This weekly roundup thread is intended for all culture war posts. 'Culture war' is vaguely defined, but it basically means controversial issues that fall along set tribal lines. Arguments over culture war issues generate a lot of heat and little light, and few deeply entrenched people ever change their minds. This thread is for voicing opinions and analyzing the state of the discussion while trying to optimize for light over heat.
Optimistically, we think that engaging with people you disagree with is worth your time, and so is being nice! Pessimistically, there are many dynamics that can lead discussions on Culture War topics to become unproductive. There's a human tendency to divide along tribal lines, praising your ingroup and vilifying your outgroup - and if you think you find it easy to criticize your ingroup, then it may be that your outgroup is not who you think it is. Extremists with opposing positions can feed off each other, highlighting each other's worst points to justify their own angry rhetoric, which becomes in turn a new example of bad behavior for the other side to highlight.
We would like to avoid these negative dynamics.
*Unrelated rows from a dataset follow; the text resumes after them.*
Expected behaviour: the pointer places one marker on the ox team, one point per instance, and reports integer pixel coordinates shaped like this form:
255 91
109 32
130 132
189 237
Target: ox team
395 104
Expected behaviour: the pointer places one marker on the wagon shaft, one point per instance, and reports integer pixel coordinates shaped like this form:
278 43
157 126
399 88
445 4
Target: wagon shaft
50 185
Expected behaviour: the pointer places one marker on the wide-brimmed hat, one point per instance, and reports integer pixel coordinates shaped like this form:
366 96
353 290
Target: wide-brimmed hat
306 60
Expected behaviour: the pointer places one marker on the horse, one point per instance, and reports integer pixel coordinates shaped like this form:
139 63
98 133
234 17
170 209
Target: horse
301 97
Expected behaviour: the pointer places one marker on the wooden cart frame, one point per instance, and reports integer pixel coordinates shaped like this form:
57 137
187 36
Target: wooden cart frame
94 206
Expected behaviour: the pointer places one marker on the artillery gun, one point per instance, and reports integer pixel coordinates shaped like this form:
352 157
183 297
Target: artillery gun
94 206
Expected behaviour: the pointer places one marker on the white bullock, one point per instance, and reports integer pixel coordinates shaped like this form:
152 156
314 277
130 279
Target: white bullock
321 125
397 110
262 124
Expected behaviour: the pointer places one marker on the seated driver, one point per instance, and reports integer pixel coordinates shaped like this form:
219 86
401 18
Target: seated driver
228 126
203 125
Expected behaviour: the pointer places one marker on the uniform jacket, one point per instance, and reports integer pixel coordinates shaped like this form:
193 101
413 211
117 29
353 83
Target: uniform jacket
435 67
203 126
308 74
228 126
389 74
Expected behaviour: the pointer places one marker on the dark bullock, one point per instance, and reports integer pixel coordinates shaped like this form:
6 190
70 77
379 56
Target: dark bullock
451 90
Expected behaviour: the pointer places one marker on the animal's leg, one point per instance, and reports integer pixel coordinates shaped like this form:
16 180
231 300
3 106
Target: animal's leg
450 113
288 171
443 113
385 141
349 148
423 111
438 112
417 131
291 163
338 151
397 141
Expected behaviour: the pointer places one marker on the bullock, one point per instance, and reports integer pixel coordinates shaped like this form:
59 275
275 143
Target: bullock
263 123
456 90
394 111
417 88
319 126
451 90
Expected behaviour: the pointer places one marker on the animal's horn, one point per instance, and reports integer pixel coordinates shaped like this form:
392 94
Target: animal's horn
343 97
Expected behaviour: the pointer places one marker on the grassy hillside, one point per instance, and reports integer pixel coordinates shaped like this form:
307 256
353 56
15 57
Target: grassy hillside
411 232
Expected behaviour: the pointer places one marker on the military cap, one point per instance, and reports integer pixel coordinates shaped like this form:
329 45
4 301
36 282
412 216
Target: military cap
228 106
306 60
Accordingly, we ask that you do not use this thread for waging the Culture War. Examples of waging the Culture War:
-
Shaming.
-
Attempting to 'build consensus' or enforce ideological conformity.
-
Making sweeping generalizations to vilify a group you dislike.
-
Recruiting for a cause.
-
Posting links that could be summarized as 'Boo outgroup!' Basically, if your content is 'Can you believe what Those People did this week?' then you should either refrain from posting, or do some very patient work to contextualize and/or steel-man the relevant viewpoint.
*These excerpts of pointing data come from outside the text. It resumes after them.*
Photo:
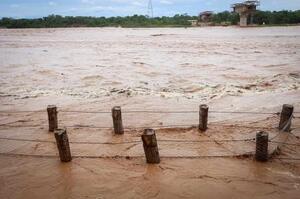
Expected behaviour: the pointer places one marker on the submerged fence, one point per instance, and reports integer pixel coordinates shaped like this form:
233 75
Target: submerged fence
149 137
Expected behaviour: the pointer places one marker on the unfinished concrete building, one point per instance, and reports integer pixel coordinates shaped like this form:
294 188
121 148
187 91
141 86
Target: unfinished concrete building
246 11
205 18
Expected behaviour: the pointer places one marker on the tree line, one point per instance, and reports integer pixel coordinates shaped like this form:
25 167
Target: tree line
56 21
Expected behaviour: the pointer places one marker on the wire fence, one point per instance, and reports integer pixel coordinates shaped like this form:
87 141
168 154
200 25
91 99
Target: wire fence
146 111
211 140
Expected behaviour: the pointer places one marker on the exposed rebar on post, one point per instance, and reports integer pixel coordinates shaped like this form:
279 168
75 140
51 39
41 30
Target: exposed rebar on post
63 146
262 141
150 146
203 114
286 117
117 120
52 117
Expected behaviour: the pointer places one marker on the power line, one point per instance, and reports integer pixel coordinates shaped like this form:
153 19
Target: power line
150 9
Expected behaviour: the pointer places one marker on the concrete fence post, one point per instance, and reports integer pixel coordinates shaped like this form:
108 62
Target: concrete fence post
262 141
62 142
285 117
203 115
117 120
52 117
150 146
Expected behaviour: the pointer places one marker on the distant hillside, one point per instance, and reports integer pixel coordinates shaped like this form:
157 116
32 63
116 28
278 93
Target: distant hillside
56 21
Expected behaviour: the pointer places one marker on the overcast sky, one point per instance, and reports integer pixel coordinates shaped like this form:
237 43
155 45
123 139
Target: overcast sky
39 8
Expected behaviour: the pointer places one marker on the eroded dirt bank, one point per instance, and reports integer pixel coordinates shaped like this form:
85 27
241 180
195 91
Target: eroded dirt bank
230 69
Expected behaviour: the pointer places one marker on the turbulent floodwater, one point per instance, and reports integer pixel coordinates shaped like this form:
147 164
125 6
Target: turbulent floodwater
200 64
90 69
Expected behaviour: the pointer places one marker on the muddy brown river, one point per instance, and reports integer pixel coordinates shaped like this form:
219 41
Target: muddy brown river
149 73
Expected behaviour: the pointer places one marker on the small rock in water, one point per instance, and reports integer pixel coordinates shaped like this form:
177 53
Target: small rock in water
295 75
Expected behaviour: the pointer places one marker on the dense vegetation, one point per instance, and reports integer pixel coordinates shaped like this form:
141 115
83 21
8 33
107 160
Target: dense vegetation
52 21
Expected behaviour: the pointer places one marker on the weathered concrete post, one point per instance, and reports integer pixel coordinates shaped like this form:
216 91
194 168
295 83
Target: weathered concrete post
203 114
150 146
285 117
117 120
62 142
262 141
52 117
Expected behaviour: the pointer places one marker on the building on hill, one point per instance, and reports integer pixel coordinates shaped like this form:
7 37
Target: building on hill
246 11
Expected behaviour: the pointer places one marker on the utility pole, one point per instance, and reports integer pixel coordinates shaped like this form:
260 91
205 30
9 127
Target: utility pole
150 9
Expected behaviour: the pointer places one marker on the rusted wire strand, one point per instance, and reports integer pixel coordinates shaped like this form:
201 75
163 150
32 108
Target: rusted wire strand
285 143
130 142
143 127
127 157
145 111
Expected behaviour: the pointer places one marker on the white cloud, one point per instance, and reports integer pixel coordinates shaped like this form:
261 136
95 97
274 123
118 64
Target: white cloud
166 2
52 3
14 5
88 2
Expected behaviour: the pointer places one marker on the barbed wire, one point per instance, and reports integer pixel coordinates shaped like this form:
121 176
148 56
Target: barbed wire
145 111
294 159
143 127
131 142
285 143
128 157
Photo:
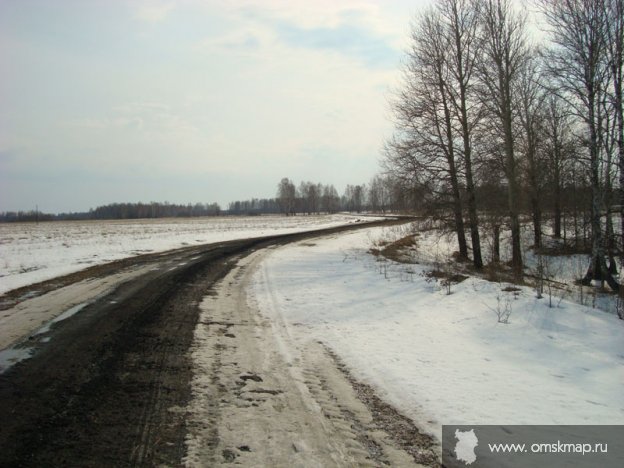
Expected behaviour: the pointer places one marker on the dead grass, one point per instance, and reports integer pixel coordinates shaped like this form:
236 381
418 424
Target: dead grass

In general, you should argue to understand, not to win. This thread is not territory to be claimed by one group or another; indeed, the aim is to have many different viewpoints represented here. Thus, we also ask that you follow some guidelines:
-
Speak plainly. Avoid sarcasm and mockery. When disagreeing with someone, state your objections explicitly.
-
Be as precise and charitable as you can. Don't paraphrase unflatteringly.
-
Don't imply that someone said something they did not say, even if you think it follows from what they said.
-
Write like everyone is reading and you want them to be included in the discussion.
On an ad hoc basis, the mods will try to compile a list of the best posts/comments from the previous week, posted in Quality Contribution threads and archived at /r/TheThread. You may nominate a comment for this list by clicking on 'report' at the bottom of the post and typing 'Actually a quality contribution' as the report reason.
Jump in the discussion.
No email address required.
Notes -
The crux of the Abrego Garcia controversy is a dispute about who "morally" counts as an American citizen.
The rallying cry of the pro-Abrego Garcia camp is: "If they can do it to him, they can do it to any of us." In other words, they see no meaningful difference between him and a legal US citizen, and so there is no Schelling Fence that can be drawn between the two. On other hand, the pro-Trump camp who wants Abrego Garcia to stay in El Salvador are not at all concerned that they will be next, because in their view citizens and non-citizens are two morally distinct categories.
The slippery slope argument (e.g. Laurence Tribe yesterday, and Justice Sotomayor's concurrence) is that if the government gets its way with Abrego Garcia, there will be no legal obstacle preventing them from treating citizens in the same way.
But the thing is, this is already the case. The US government's treatment of citizens abroad is already effectively unconstrained by the law. The government can negotiate for the release of a citizen imprisoned by another country, but nobody would argue that the government is legally obligated to do this, and it's absurd to imagine a court compelling them to do so, because that effectively makes diplomacy impossible. (The US government must be able to value the citizen's return at less than infinity, or else they lose all negotiating leverage.) On the other hand, the government can drone-strike a citizen abroad without due process, and while that may stir up political pushback here at home, there are effectively no legal repercussions.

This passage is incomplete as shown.